ELM: Yes please! People who have feelings. We would like to hear them. So would Leslie! If you don't know, it’s firstname.lastname@example.org and our Tumblr, which is our main site, fansplaining.tumblr.com. Our ask box is open, anon is on, in case you want to leave us—don’t leave us an angry anon, I shouldn’t have said it that way, but we have actually have people say “can I leave an anon,” you can.
FK: Yeah leave an anon, it’s fine.
ELM: Don’t be mean, please. And then you can also leave us a Facebook comment or tweet at us, Fansplaining at both of those.
FK: Comments are also on on Soundcloud, if commenting on Soundcloud is your jam.
ELM: Cause then you can leave the comment to the exact second you have a feeling.
FK: It’s really delicious actually. You can annotate our, if you.
ELM: And it’ll pop up!
FK: We’ve had one person do this and it was so satisfying when they did! So listeners, please.
ELM: And while we’re talking about comments, not to shamelessly turn this to self-pluggery, but you could also leave us a comment on iTunes and a rating because we’re not saying no to any one of those.
FK: And what else? Is there anything else?
ELM: It’s almost our anniversary!
ELM: What are you gonna get me? It’s our first anniversary. It’s like, paper. Will you buy me a newspaper? [FK laughs] It’s paper, right? The first one?

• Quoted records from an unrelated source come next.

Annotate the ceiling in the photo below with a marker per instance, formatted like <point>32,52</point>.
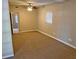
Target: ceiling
<point>34,2</point>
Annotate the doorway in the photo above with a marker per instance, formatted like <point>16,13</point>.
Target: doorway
<point>15,22</point>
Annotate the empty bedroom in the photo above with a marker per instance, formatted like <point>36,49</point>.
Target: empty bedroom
<point>39,29</point>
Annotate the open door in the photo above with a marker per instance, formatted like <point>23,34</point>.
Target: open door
<point>15,22</point>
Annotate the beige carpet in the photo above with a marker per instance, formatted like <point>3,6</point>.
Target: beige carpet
<point>34,45</point>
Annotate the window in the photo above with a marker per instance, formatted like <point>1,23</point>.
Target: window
<point>49,16</point>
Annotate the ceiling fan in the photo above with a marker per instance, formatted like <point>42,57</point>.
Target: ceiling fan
<point>30,6</point>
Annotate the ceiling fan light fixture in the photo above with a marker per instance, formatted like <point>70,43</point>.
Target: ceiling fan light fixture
<point>29,8</point>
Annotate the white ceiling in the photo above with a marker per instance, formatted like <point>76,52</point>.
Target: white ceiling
<point>35,2</point>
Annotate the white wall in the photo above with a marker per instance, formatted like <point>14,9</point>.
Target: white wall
<point>7,48</point>
<point>27,20</point>
<point>63,21</point>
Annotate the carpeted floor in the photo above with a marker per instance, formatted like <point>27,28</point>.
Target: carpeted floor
<point>34,45</point>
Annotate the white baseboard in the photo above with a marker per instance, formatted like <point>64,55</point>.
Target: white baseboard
<point>57,39</point>
<point>26,31</point>
<point>7,56</point>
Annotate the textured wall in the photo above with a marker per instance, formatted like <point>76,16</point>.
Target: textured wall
<point>63,21</point>
<point>27,20</point>
<point>7,48</point>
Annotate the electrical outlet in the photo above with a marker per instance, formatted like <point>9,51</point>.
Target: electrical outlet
<point>70,39</point>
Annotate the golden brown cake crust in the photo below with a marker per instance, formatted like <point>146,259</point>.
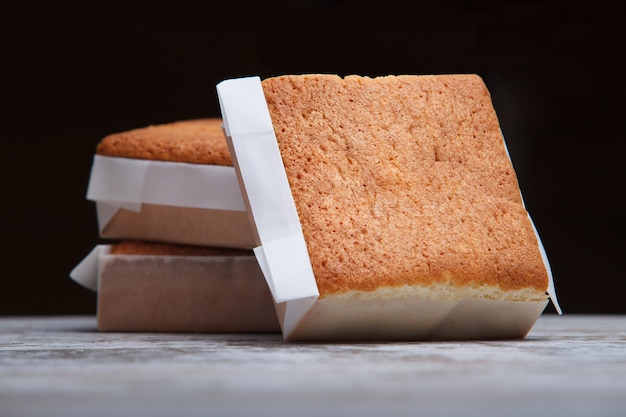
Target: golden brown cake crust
<point>199,141</point>
<point>137,247</point>
<point>403,180</point>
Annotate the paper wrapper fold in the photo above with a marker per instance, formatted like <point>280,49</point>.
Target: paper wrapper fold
<point>150,293</point>
<point>284,259</point>
<point>169,202</point>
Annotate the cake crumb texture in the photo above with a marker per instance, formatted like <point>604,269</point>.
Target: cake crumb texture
<point>199,141</point>
<point>403,180</point>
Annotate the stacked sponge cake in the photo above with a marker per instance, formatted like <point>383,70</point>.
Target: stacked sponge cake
<point>333,208</point>
<point>178,260</point>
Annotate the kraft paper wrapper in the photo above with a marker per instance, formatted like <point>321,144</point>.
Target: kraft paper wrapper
<point>143,293</point>
<point>169,202</point>
<point>283,256</point>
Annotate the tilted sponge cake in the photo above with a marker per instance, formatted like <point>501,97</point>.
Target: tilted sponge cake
<point>403,183</point>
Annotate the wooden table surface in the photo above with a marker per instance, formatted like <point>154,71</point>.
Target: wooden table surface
<point>62,366</point>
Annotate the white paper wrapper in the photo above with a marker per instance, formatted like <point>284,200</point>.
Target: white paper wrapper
<point>169,202</point>
<point>283,256</point>
<point>154,293</point>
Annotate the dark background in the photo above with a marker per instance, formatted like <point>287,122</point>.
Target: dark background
<point>74,72</point>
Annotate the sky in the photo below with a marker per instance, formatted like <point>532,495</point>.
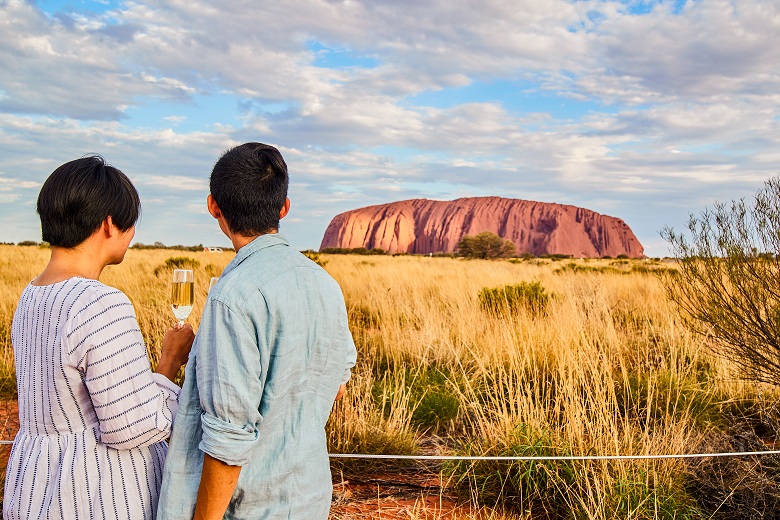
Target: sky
<point>648,111</point>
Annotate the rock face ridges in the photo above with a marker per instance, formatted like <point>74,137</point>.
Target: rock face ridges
<point>425,226</point>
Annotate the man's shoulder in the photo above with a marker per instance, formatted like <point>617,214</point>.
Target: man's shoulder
<point>272,273</point>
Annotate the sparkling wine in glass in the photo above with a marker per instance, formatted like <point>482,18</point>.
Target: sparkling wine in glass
<point>182,294</point>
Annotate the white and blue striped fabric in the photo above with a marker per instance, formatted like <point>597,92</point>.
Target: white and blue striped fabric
<point>92,415</point>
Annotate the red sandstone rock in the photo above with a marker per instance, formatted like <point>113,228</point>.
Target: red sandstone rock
<point>425,226</point>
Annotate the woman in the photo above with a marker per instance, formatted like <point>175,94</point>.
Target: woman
<point>92,416</point>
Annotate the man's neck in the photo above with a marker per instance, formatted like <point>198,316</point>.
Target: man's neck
<point>240,241</point>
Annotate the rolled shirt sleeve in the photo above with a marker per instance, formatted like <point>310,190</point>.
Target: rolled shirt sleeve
<point>229,379</point>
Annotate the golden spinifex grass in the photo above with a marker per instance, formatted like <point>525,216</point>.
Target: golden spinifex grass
<point>606,368</point>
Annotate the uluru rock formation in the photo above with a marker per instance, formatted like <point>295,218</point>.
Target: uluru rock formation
<point>425,226</point>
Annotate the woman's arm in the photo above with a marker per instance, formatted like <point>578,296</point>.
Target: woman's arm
<point>134,407</point>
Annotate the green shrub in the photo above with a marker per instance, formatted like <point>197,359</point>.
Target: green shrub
<point>540,487</point>
<point>485,245</point>
<point>510,299</point>
<point>315,257</point>
<point>432,392</point>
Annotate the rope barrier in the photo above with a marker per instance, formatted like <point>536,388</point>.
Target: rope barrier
<point>536,458</point>
<point>554,457</point>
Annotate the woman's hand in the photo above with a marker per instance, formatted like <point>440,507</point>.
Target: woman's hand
<point>176,347</point>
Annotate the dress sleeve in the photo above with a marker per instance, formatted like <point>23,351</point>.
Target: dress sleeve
<point>134,406</point>
<point>229,379</point>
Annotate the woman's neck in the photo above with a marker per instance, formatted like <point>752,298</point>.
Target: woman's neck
<point>66,263</point>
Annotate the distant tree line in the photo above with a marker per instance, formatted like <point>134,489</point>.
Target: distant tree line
<point>160,245</point>
<point>352,251</point>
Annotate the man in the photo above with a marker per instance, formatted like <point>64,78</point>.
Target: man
<point>272,353</point>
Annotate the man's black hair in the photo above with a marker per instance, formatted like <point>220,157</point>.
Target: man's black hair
<point>249,184</point>
<point>79,195</point>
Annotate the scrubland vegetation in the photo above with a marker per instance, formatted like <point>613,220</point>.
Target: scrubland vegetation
<point>514,357</point>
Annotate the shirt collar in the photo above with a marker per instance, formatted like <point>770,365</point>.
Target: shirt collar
<point>261,242</point>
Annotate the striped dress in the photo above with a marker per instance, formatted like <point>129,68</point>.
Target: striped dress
<point>93,417</point>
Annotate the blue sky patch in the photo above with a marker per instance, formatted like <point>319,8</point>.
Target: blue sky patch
<point>339,58</point>
<point>53,7</point>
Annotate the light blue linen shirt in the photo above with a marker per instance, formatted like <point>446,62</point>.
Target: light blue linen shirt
<point>272,349</point>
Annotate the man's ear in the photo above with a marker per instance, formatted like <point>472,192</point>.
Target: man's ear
<point>285,209</point>
<point>213,208</point>
<point>108,228</point>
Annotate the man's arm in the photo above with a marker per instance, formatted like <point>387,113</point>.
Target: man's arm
<point>217,483</point>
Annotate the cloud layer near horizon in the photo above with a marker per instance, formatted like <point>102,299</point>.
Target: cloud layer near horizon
<point>644,111</point>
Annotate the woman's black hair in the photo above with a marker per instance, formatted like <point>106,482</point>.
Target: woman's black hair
<point>249,184</point>
<point>79,195</point>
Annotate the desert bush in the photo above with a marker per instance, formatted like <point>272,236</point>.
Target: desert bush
<point>538,487</point>
<point>735,487</point>
<point>510,299</point>
<point>728,284</point>
<point>315,257</point>
<point>433,393</point>
<point>485,245</point>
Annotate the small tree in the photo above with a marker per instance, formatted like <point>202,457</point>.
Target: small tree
<point>728,281</point>
<point>485,245</point>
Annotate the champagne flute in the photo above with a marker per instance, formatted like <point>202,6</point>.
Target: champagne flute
<point>182,294</point>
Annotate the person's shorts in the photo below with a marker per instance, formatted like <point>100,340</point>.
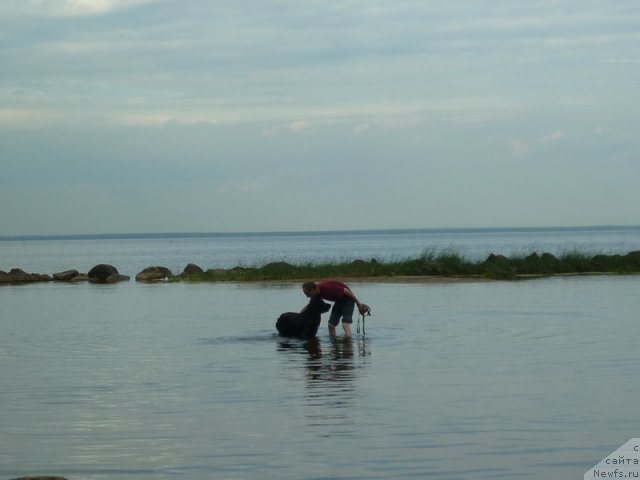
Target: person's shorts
<point>342,309</point>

I’ll get you a book!
FK: I will fold part of my Comic-Con program into a little hat for you.
ELM: A hat!
FK: A little hat.
ELM: Actually our anniversary has already passed, because I had to pay to renew fansplaining.com.
ELM: Cause Comic-Con was several weeks earlier last year, so we’re actually more than a year into it. But this will be a—
FK: It came up on Facebook for me. It came up on Facebook! It was like “remember?”
ELM: Remember when you met this person? Yeah good times. So we’ll be doing an anniversary episode in conjunction with our time that we had at Comic-Con. And I don’t know! It’ll be exciting. I don’t want to oversell it. It’ll be something.
FK: [laughs] Don’t undersell it either, Elizabeth!
ELM: It’ll be good.
FK: The episode’s gonna be awesome, we’re gonna have a lot of people on it, it’ll be fun, you should listen to it, and it’s gonna be next.
ELM: It is gonna be next! That’s a true fact about it.
FK: All right! I’ll talk to you later, Elizabeth.
ELM: Yeah, I look forward to it!
FK: All right, bye.
FK: [over the music] The opinions expressed in this podcast are not those of Stratus Media Ventures, Chimera Media Group, Chaotic Good, or our clients, or our employers, or anyone’s except our own.